Monday, September 29, 2008

I tried sniffing Coke but the ice cubes got caught in my nose.


Today I heard a radio ad for an air conditioning repair company. It said they offer free in-home estimates. Whew! I was afraid I would have to get that thing off the roof and take it in to their shop!

I got the patio cover project done. That fabric will stay up there through a hurricane! I'm guilty of overkill but that was the plan.

Chuck or MNF?
A: Yes. That's what the "Last" button is for.
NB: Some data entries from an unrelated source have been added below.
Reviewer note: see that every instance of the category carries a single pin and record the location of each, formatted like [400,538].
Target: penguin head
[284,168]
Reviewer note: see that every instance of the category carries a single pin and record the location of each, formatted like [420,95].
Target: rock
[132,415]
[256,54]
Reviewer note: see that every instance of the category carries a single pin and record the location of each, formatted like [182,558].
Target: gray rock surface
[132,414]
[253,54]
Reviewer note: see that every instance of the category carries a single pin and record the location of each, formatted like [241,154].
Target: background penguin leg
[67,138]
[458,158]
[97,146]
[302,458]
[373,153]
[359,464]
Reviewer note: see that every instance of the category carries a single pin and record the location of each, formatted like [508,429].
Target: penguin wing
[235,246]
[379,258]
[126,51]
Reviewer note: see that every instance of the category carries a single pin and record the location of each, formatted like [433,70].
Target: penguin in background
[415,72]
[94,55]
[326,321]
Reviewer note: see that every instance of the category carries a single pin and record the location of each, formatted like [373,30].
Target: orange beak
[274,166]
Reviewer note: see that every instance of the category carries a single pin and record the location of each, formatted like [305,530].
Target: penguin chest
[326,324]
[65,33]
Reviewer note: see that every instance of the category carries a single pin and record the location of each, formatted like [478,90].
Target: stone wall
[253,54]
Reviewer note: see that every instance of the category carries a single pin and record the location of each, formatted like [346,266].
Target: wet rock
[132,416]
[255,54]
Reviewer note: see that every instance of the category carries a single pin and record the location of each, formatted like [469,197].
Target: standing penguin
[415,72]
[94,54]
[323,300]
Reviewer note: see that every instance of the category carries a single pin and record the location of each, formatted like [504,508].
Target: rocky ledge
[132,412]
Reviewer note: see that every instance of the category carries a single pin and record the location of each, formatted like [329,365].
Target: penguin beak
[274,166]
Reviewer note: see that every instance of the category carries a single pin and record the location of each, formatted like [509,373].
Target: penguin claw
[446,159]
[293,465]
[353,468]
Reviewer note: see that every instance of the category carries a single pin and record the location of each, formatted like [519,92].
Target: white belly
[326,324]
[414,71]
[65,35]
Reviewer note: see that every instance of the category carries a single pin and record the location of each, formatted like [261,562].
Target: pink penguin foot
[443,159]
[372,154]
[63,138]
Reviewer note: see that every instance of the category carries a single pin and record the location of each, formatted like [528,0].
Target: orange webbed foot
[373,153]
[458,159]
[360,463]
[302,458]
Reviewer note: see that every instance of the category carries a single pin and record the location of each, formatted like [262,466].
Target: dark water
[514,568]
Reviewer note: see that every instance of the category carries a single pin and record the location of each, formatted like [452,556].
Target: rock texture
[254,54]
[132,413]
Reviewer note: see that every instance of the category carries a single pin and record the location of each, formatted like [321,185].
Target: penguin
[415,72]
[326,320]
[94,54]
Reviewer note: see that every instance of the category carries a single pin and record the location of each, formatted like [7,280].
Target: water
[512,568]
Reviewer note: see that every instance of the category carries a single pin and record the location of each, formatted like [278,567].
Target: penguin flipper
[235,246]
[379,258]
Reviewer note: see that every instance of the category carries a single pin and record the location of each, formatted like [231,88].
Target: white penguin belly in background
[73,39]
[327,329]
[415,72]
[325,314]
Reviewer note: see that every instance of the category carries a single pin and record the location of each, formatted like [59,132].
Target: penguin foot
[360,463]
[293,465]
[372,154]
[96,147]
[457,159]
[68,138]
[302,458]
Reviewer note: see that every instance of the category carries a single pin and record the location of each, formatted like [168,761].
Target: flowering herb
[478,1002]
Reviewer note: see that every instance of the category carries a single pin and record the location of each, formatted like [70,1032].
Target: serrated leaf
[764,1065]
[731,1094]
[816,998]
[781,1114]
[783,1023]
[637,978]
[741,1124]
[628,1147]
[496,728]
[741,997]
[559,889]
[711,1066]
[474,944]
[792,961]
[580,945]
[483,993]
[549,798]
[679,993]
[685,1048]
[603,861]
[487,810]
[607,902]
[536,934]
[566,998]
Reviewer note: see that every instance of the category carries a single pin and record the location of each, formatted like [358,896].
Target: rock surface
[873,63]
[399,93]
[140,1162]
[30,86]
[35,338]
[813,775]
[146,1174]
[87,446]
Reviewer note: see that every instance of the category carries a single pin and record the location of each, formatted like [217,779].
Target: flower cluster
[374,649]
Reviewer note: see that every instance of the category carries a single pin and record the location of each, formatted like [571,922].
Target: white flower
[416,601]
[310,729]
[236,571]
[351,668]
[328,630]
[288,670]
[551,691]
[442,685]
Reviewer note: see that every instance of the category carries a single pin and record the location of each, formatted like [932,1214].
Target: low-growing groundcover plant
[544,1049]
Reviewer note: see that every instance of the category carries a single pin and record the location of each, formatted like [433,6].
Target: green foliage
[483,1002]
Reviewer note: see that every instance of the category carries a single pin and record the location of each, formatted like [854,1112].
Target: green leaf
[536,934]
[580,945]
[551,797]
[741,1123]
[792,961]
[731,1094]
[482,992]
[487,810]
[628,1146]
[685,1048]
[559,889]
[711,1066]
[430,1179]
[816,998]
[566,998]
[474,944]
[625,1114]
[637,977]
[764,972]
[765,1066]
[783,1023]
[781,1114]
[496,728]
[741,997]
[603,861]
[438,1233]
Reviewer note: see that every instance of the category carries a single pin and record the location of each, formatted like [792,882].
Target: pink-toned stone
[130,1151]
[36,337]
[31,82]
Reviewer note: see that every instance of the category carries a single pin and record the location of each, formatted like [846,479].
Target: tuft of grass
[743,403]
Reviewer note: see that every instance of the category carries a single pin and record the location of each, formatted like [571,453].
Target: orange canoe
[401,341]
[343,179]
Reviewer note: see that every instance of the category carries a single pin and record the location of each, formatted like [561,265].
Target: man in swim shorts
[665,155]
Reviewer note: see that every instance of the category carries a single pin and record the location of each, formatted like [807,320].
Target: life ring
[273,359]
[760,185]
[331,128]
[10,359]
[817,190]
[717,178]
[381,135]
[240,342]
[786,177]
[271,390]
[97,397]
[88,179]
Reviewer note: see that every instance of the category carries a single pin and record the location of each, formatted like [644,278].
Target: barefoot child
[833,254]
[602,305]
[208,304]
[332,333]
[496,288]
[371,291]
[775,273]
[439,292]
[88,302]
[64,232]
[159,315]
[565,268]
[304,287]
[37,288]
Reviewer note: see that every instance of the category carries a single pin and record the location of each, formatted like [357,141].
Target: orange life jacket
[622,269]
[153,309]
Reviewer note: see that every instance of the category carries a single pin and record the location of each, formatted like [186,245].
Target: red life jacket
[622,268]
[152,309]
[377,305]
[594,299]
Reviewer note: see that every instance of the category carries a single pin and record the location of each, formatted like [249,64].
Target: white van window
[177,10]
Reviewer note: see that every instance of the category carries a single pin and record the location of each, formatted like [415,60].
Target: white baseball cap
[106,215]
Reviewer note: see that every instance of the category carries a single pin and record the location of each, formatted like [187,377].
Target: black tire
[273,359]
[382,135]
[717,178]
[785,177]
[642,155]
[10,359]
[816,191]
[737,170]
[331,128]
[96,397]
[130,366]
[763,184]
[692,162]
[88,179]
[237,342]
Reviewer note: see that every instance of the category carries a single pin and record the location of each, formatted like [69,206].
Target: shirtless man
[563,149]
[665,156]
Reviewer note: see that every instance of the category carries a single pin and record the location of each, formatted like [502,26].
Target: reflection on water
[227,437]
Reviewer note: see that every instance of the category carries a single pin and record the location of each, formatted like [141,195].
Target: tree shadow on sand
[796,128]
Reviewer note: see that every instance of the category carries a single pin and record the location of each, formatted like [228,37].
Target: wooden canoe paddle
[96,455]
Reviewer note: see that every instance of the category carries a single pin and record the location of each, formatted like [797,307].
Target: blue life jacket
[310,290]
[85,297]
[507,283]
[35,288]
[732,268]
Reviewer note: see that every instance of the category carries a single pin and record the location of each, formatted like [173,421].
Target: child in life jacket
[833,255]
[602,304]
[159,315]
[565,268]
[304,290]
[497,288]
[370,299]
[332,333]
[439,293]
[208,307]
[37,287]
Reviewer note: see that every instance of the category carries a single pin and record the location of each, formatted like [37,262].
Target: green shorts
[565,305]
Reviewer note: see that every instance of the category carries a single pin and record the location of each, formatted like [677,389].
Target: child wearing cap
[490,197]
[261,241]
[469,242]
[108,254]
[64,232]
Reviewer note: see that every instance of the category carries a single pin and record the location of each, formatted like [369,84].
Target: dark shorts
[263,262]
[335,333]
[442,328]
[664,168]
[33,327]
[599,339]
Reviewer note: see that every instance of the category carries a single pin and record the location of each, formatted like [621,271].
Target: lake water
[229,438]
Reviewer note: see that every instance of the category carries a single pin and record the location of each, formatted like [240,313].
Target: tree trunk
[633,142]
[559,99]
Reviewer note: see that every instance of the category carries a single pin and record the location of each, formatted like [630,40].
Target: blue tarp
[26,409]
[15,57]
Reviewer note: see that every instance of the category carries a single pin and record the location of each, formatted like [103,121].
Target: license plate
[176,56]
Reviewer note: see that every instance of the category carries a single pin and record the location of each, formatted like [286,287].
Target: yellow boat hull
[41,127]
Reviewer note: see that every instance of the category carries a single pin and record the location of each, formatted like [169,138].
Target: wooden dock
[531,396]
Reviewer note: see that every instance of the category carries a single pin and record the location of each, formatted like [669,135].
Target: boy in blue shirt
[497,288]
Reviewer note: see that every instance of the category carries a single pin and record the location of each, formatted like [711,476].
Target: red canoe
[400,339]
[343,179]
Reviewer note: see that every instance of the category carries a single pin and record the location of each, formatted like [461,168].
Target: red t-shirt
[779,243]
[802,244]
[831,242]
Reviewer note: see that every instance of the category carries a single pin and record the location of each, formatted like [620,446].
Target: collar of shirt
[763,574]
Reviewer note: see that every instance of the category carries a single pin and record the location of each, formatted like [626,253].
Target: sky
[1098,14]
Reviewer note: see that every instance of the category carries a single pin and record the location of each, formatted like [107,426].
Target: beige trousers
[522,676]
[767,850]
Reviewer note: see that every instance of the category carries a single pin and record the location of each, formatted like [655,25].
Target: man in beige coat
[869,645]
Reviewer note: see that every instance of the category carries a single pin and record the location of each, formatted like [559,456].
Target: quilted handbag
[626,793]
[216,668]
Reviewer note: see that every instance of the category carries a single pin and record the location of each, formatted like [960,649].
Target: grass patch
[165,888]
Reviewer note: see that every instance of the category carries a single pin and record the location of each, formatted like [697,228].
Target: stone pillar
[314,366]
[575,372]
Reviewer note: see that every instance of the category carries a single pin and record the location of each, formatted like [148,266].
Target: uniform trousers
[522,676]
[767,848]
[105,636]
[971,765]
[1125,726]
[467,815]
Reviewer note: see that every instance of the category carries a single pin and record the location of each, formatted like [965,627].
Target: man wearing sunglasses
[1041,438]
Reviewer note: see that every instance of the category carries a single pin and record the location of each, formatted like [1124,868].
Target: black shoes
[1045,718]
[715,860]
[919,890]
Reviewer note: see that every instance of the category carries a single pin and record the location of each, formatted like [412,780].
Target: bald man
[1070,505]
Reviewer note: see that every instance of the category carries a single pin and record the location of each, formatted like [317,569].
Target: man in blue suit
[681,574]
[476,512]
Decent bicycle tires aren't cheap!

The late President Ford was first a Congressman from the district in west MI that included Grand Rapids. I think it was during my Junior year that he came to speak at the college I attended in G.R.. During a Q&A afterward I asked him whether he saw his responsibility to vote what the majority of his constituents wanted, or to vote what he knew was best for his constituents even if it was different from their choice. He answered that this was the perennial question in a representative democracy and required a case-by-case analysis.
IMHO that's the dynamic we witnessed in Congress today when 228 Representatives, most of them Republicans, voted against the bailout plan citing the outrage of their constituents.
Yes, many (most?) Americans are justifiably - uhm - angry that CEO's are getting millions, deadbeats are walking away from mortgages and Wall Street fat cats are getting bailed out to the tune of $700 billion worth of tax payers' money. Lots of them have been screaming at their elected representatives to vote against the bailout. It's also true that those same Americans would say that M2 is a machine gun, Ben Bernanke plays for the Steelers and the Asian Markets are where you go to buy fresh boc choi.
This financial mess is extremely complicated. Way over my head, and I've tried to keep up with it. But when the Fed Chair and the Treasury Sect. (Bernanke & Paulson, respectively), the leaders of both parties, both Presidential candidates and major players like Warren Buffett all agree that action needs to be taken, and taken now, you have to ask yourself why 228 Representatives voted against it.
Don't know if it would hold up to analysis, but I heard an analyst on TV say that the Representatives who had recently faced a tough election battle or would in the near future voted against the plan. Those whose jobs weren't in any jeapordy voted for it.
So, do we have 228 elected officials who care more about hanging on to their jobs than voting for a plan that, while necessary, generates outrage among average Americans understandably ignorant about macro-economics?
Naw. No politician is that shallow.

Did you know that clean laundry doesn't just appear in your dresser? I'm learning all sorts of things this week!